Feature vector normalization


#1

Hi all,

I’m new to SciDB and i have a question.
I have an array with 2 dimensions (patch_id and feature) and one double attribute named ‘value’:

fv<value:double> [patch_id=0:*,1000000,0,feature=0:*,1000000,0]

There will be about 300’000 patch_ids (rows) and 1024 features (columns) similar to this:

[
[0.2, 0.7, 0.4, ...],
[0.8, 0.6, 0.1, ...],
[0.3, 0.5, 0.9, ...],
...
]

What i would like to do:
Get the sum of all values in one row (patch_id dimension), then create a new array where each value is represented as value/sum:

[
[0.2/1.3, 0.7/1.3, 0.4/1.3], => sum = 1.3
[0.8/1.5, 0.6/1.5, 0.1/1.5], => sum = 1.5
[0.3/1.7, 0.5/1.7, 0.9/1.7], => sum = 1.7
]

i figured out how to get the sum for the rows:

aggregate(fv,sum(value),patch_id);

However i’m more or less stuck here.
Also, what would be the easiest way to do this for all rows (patch_ids)? Is there some kind of loop?

Thanks a lot for your answers,
-Ivan


#2

I believe what you want is to have an array where each element is divided by the row-sum.
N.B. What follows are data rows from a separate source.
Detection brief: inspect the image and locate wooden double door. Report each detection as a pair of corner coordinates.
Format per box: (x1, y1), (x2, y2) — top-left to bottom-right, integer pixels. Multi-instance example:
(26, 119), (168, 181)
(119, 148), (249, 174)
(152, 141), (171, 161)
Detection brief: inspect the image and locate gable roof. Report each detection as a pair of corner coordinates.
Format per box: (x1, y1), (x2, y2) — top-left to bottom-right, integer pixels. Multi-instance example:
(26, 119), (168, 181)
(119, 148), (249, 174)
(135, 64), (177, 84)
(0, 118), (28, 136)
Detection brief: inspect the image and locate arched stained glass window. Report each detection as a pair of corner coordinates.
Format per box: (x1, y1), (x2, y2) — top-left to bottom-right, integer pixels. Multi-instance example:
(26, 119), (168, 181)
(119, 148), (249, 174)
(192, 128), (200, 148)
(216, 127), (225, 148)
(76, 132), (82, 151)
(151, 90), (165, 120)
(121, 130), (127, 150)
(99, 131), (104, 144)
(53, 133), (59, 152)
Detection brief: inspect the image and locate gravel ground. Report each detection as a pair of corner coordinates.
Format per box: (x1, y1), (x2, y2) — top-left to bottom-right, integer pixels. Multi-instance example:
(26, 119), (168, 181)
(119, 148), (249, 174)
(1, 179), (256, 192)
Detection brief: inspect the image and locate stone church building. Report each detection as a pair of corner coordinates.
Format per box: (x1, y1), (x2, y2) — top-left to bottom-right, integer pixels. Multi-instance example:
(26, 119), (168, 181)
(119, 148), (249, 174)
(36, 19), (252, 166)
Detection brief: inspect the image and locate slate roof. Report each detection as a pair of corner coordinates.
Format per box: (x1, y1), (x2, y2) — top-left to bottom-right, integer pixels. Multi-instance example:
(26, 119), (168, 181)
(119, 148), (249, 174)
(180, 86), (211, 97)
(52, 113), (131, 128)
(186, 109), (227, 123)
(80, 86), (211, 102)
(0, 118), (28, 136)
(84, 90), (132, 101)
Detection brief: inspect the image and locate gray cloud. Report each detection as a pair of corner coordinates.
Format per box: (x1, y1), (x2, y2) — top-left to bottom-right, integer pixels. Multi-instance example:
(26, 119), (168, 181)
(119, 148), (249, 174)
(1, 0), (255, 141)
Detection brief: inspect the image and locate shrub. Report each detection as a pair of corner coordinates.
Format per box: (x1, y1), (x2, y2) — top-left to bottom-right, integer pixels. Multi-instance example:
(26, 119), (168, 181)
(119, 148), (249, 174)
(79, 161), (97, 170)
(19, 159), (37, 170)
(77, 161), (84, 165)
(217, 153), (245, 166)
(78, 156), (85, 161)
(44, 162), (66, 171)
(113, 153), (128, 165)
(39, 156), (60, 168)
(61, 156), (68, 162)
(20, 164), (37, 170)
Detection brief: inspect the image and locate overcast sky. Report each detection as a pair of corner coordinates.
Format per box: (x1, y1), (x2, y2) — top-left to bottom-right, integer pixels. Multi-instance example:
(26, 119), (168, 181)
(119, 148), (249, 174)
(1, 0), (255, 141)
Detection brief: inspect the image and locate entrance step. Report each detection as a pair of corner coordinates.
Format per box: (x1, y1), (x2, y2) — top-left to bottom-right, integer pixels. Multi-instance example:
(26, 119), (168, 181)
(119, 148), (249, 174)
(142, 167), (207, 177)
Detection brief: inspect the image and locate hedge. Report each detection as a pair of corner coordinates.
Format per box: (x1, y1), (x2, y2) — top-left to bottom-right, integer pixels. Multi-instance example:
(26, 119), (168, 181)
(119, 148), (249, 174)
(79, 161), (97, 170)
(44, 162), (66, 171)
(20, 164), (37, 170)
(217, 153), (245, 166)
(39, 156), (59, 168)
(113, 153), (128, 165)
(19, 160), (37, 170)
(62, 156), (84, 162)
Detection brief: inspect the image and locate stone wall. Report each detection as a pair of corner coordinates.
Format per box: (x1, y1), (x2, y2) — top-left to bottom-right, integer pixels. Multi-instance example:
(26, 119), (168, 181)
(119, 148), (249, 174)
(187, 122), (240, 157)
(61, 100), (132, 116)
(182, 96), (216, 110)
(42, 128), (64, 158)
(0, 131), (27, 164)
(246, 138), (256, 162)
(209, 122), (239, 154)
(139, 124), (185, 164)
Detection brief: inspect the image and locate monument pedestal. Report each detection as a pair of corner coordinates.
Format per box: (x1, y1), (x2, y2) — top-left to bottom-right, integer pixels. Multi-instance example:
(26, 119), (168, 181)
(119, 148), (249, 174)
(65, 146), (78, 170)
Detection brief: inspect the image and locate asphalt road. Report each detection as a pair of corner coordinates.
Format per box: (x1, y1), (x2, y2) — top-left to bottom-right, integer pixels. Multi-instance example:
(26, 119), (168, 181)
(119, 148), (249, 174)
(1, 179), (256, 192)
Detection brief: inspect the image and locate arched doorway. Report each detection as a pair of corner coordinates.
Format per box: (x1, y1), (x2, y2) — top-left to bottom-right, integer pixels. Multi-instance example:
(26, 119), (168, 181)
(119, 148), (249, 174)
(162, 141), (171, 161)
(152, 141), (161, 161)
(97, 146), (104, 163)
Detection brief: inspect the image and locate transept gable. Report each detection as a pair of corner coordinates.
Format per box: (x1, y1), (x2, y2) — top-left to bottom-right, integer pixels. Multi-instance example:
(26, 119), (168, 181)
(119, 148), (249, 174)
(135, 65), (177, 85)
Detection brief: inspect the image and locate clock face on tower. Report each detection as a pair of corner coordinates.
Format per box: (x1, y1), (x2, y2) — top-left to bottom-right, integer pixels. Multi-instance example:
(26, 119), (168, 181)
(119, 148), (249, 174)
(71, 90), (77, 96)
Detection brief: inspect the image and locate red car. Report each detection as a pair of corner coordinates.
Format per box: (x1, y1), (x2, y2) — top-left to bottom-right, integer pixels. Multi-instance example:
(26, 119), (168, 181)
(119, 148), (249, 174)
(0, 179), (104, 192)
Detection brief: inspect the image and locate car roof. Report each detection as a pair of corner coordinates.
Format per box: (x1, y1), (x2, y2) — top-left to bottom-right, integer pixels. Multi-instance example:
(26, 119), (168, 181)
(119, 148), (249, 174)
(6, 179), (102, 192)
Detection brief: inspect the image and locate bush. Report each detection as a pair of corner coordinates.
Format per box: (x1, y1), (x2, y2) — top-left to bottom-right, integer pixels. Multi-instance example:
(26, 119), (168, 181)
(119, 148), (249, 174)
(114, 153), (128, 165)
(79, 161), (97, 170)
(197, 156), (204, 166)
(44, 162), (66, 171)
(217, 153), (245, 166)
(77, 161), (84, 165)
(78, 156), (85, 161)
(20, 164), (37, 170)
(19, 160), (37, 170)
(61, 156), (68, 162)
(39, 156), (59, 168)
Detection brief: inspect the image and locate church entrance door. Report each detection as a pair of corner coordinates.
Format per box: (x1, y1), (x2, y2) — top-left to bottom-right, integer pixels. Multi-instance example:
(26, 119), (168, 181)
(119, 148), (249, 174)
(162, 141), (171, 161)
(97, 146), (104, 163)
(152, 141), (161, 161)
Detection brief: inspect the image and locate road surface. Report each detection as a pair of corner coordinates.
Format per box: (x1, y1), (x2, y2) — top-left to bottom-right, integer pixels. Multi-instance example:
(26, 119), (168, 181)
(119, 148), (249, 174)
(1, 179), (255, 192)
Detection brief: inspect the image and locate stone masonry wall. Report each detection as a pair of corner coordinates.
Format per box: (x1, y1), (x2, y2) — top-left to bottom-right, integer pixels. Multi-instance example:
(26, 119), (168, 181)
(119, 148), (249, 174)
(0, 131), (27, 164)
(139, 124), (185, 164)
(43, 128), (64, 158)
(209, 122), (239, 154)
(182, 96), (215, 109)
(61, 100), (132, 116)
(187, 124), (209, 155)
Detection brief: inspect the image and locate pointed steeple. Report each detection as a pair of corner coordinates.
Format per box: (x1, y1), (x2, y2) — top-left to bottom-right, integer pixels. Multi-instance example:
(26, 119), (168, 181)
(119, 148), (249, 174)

Let me show this with an example array (similar to yours, just smaller):

iquery -aq "create array fv<value:double> [patch_id=0:3,1000000,0,feature=0:2,1000000,0]"
# Query was executed successfully

iquery -aq "store(build(fv, (patch_id+1)*(feature+1)), fv)"
# {patch_id,feature} value
# {0,0} 1
# {0,1} 2
# {0,2} 3
# {1,0} 2
# {1,1} 4
# {1,2} 6
# {2,0} 3
# {2,1} 6
# {2,2} 9
# {3,0} 4
# {3,1} 8
# {3,2} 12

# Calculate the row-sum
iquery -aq "store(aggregate(fv,sum(value),patch_id), temp)"
# {patch_id} value_sum
# {0} 6
# {1} 12
# {2} 18
# {3} 24

# This is the important step
# Cross-join the row-sum with the original array
iquery -aq "store(cross_join(fv as A, temp as B, A.patch_id, B.patch_id), temp2)"
# {patch_id,feature} value,value_sum
# {0,0} 1,6
# {0,1} 2,6
# {0,2} 3,6

# Now apply the formula (value/value_sum)
iquery -aq "project(apply(temp2, value_by_sum, value/value_sum), value_by_sum)"
# {patch_id,feature} value_by_sum
# {0,0} 0.166667
# {0,1} 0.333333
# {0,2} 0.5

# You do not need to store intermediate results. You can write one big query to do everything together
ROWSUM="aggregate(fv,sum(value),patch_id)"
CROSSJOIN="cross_join(fv as A, $ROWSUM as B, A.patch_id, B.patch_id)"
NORMALIZE="project(apply($CROSSJOIN, value_by_sum, value/value_sum), value_by_sum)"
iquery -aq "$NORMALIZE"

#3

Thanks a lot for the detailed answer. It works.
I wasn’t aware that the cross_join would be the solution in this case.
-Ivan